This story originally appeared on Spotlight PA.
Pennsylvania this fall rolled out new regulations for hunters to mitigate the spread of a fatal disease that affects deer and elk, but the state still isn’t requiring testing before processing venison.
Chronic wasting disease is a contagious prion disease that attacks the nervous system and often leaves deer with holes in their brain that cause death. There is no cure, and the only way to confirm an animal has it — sometimes called “zombie deer disease” — is through lab testing, which requires a sample from the brain stem or lymph nodes.
Studies have not shown the disease to be transmissible to humans, but the Centers for Disease Control and Prevention advises against eating infected meat.
The state first detected the disease in 2012 at a captive deer facility in Adams County. A few months later, three white-tailed deer in Blair and Bedford Counties had it. Pennsylvania has reported nearly 1,300 chronic wasting disease cases across the commonwealth since the state Game Commission started tracking, a number that has increased annually.

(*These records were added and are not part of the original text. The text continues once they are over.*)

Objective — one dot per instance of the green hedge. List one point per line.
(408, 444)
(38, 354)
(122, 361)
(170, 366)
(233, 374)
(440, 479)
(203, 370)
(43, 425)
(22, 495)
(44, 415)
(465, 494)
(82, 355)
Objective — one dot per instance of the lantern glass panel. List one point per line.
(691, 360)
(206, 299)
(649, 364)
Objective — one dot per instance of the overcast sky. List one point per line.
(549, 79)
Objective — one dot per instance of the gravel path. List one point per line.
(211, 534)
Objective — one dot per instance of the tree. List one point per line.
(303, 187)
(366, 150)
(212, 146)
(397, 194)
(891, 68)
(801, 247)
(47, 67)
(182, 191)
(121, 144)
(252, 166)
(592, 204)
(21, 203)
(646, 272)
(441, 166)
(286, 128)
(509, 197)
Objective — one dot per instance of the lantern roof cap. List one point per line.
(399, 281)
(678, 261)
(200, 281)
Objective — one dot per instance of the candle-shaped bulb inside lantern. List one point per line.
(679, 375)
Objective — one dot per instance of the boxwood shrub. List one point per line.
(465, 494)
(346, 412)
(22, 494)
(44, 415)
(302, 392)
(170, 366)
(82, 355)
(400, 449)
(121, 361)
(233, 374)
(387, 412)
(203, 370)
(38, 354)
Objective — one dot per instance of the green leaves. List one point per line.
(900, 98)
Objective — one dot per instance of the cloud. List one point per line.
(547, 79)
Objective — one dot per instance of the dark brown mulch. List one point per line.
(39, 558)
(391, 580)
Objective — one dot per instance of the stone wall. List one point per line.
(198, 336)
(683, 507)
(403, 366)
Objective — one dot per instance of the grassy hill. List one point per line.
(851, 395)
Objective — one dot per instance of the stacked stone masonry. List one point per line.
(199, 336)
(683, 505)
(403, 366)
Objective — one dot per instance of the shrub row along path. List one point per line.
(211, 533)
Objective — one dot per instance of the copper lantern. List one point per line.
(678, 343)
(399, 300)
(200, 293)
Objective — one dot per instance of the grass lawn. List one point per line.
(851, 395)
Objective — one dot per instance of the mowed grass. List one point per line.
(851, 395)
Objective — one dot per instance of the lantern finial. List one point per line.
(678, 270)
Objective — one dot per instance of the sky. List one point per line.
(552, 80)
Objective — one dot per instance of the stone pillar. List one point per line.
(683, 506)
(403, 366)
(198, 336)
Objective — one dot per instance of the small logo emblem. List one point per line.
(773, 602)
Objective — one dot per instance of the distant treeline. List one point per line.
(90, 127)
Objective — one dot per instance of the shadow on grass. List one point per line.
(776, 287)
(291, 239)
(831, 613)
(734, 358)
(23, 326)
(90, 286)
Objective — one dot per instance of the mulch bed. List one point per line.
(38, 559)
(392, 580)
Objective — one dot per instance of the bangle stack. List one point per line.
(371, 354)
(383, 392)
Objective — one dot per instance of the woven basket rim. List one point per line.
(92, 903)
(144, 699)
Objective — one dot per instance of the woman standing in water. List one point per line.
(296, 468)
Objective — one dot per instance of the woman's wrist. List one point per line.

Krysten Schuler, a wildlife disease ecologist at Cornell University, said the uptick could come from deer in areas with dense populations or from captive deer and elk herds at farms overseen by the state Department of Agriculture.
Prions — malfunctioning and almost indestructible proteins — cause chronic wasting disease, so disposal is key to mitigate further spread. Other prion diseases include Creutzfeldt-Jakob disease, which is rare but the most common that affects humans, and mad cow disease.
“If you had to design the perfect pathogen, prions are right up there,” Schuler told Spotlight PA.
Prions are durable, Schuler said. Extreme heat is most effective. Bleach can break them down, so hunters and processors should use it to clean their equipment for harvesting and handle high-risk deer parts with care.
Here’s what to know about how Pennsylvania handles chronic wasting disease, tests for it, and what happens to an animal that is found to have it.
What is a disease management area?
Pennsylvania creates a disease management area after detecting chronic wasting disease, using a 10-mile radius buffer around each new confirmed case, Andrea Korman, a state biologist, said.
The Game Commission conducts road-killed deer surveillance year-round, so boundaries sometimes shift. The state Department of Agriculture also monitors deer and elk farms, conducting in-person inspections and reviewing annual inventory records.
The state has seven active disease management areas, which are predominantly located in rural counties.
It also has designated an “established area” that includes parts of Bedford, Blair, Franklin, Fulton, and Huntingdon Counties. Almost 90% of positive cases of chronic wasting disease since 2012 have come from this region in the south-central part of Pennsylvania.
Hunting in these high-risk areas is permitted, but hunters must abide by special restrictions.
It is illegal to remove high-risk deer or elk parts — such as the head, spinal column, and spleen — from these designated areas unless hunters plan to take them to a state-approved cooperating processor. It’s also unlawful to dispose of these parts away from the harvest location, use the animal’s urine for attractants, or feed wild deer. Existing law already prohibits feeding elk.
This year, the state let hunters who harvest deer within these areas take the remains to a state-approved processor or taxidermist anywhere in Pennsylvania to dispose of the parts. Previously, hunters had to process deer themselves or take them somewhere specific to the management area.
Another new rule is that hunters cannot dispose of high-risk parts on land away from the kill site within a management area, Korman noted. So if someone harvests a deer and takes it home for processing — all within the disease management area — they must put the parts in the trash.
“This is to limit the additional spread of the disease within the DMA by people moving and dumping high-risk parts in less infected areas of the DMA,” Korman said.